For this week’s continuation assignment, I will address questions raised from week 8, and I will further explain my proposal.
First, my responses to questions from my week 8 post:
First, what will be in it for young alumni to participate? How will their involvement be incented? Encouraged?
Like any online forum, there won’t be any outward incentive to participate. Compelling content will be the main attraction, in addition to the social networking options available. I expect this feature to be heavy on viral marketing – I intend to exploit facebook and myspace alumni groups to both promote and solicit content. Whether in contributing their own content or just readinig, I expect alumni to keep up with this feature because of the content and because of the opportunities to share in common experiences with other alumni. I talked a lot about promotion in my week 8 post: I hope to promote this feature through the General Alumni Association as well as facebook and myspace. I expect young alumni to be aware of the platform, and we’ll work to demystify the entire concept to encourage submissions as well as to attract readers. This isn’t going to be a passive reading experience as led by one person. This will be a dynamic arena for young alumni to share in their experiences together. I see it as a more centralized, professional facebook experience.
You mention that in your target audience the diversity is “even more unique” online. I didn’t catch what is unique about the audience offline. You mention percentages, but is this breakdown unique? Do you mean unique from general interest sites? Or unique within academia? And how is it yet more unique online?
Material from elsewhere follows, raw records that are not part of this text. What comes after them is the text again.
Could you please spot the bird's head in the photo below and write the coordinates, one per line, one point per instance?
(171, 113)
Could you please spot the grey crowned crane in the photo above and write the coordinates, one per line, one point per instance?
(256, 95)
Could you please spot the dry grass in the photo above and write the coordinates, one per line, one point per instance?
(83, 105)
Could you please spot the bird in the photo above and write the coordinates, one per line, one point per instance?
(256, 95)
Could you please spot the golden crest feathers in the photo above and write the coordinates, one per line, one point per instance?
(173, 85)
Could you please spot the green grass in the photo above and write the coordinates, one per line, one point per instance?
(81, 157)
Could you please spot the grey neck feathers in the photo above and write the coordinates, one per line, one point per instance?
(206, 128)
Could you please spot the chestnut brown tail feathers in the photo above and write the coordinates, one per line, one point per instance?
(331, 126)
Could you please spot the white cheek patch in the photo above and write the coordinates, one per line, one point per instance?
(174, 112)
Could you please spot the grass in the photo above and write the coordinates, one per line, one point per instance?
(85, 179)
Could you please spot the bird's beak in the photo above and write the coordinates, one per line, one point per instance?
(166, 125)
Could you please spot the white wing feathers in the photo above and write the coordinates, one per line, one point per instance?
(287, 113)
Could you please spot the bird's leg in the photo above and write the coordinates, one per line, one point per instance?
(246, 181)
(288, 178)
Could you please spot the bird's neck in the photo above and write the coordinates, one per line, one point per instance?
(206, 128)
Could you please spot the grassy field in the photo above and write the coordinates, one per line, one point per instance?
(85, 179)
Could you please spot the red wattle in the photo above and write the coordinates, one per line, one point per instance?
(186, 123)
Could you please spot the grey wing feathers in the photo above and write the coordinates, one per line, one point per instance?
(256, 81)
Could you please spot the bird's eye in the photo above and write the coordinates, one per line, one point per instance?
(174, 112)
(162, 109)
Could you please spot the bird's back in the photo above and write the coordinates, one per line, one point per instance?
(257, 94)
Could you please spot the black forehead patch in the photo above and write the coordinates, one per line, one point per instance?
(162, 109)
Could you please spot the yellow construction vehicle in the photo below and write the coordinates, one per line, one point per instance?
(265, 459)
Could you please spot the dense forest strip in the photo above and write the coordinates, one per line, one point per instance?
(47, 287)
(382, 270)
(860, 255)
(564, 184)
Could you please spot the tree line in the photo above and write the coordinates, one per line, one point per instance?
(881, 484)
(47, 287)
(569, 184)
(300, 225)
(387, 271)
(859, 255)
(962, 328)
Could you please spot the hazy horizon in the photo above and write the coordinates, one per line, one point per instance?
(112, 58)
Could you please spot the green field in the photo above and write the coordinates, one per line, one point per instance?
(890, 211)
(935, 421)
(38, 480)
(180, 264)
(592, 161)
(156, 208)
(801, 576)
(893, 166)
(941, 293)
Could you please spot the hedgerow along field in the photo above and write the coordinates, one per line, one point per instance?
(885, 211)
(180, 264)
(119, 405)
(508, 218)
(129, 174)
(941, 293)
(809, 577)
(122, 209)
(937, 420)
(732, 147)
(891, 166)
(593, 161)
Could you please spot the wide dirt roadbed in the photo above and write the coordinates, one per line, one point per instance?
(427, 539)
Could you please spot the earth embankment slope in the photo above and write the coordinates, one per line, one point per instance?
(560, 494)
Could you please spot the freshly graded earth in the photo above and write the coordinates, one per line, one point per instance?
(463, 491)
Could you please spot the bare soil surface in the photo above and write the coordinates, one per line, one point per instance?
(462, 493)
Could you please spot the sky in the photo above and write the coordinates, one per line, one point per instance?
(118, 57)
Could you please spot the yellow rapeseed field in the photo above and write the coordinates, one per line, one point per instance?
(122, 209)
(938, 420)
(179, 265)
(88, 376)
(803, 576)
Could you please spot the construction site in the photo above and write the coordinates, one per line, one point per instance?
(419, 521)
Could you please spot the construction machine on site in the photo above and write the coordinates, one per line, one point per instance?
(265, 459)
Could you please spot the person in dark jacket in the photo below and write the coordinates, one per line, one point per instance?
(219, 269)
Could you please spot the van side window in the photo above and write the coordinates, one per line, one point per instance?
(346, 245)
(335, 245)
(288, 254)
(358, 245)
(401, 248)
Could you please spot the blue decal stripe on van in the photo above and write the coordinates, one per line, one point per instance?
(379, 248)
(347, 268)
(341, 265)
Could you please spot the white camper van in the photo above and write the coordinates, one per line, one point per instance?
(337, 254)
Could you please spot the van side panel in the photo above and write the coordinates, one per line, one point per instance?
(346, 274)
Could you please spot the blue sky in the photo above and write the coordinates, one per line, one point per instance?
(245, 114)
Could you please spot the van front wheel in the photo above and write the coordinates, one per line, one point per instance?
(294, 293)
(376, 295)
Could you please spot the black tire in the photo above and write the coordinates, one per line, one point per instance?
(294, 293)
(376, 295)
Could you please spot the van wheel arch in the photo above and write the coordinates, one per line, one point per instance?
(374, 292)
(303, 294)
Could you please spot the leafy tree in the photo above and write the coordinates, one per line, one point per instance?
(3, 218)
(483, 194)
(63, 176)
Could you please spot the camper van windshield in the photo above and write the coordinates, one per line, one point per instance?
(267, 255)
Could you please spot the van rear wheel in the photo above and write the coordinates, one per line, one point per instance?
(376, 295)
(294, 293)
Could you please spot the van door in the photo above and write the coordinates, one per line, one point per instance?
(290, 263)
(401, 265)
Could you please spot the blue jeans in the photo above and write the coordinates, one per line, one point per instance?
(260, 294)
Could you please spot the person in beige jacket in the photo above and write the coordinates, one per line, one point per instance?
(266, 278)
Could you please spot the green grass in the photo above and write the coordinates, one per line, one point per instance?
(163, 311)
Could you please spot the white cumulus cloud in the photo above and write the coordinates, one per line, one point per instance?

I mean that the audience of the dailytarheel.com comes from all over. Referrers originate from some 25+ countries and every state in the U.S. While this aspect of online readership is common, I believe the diversity is even stronger with the DTH Web site, because of the alumni factor. People associate dailytarheel.com, like www.unc.edu, with their alma mater and they visit the sites with increasing regularity to “keep up.” The emergence of RSS and mobility, as well as the greater investment of both the University and the DTH in their online operations also has provided a boost in general traffic.
Using DTH blogs as examples, you see you will have to promote effectively and develop better content. I wonder if even those steps would significantly boost DTH blog traffic. Isn’t it possible people just don’t look to a campus paper for that kind of content? IT’s worth asking.
I think this is a valid point, which is why I propose the external partnerships I do. Facebook, www.unc.edu.edu – these will be vital to the success of such an initiative. We can’t expect all our readership potential to be realized through promotion on JUST dailytarheel.com
For your FAQs, continue to flesh these out. And I strongly suggest using language regular people use. “Platform” is not one of these words. I can’t get too warm and fuzzy about my “platform” of choice. I dive off one; I launch rockets from one. I relate to communities of interest. If that makes sense.
Yep. These were a bit jargon-y, as I didn’t know if I was preparing them for you or for the actual audience. Look to my new detailed proposal for more questions, as well as the answers!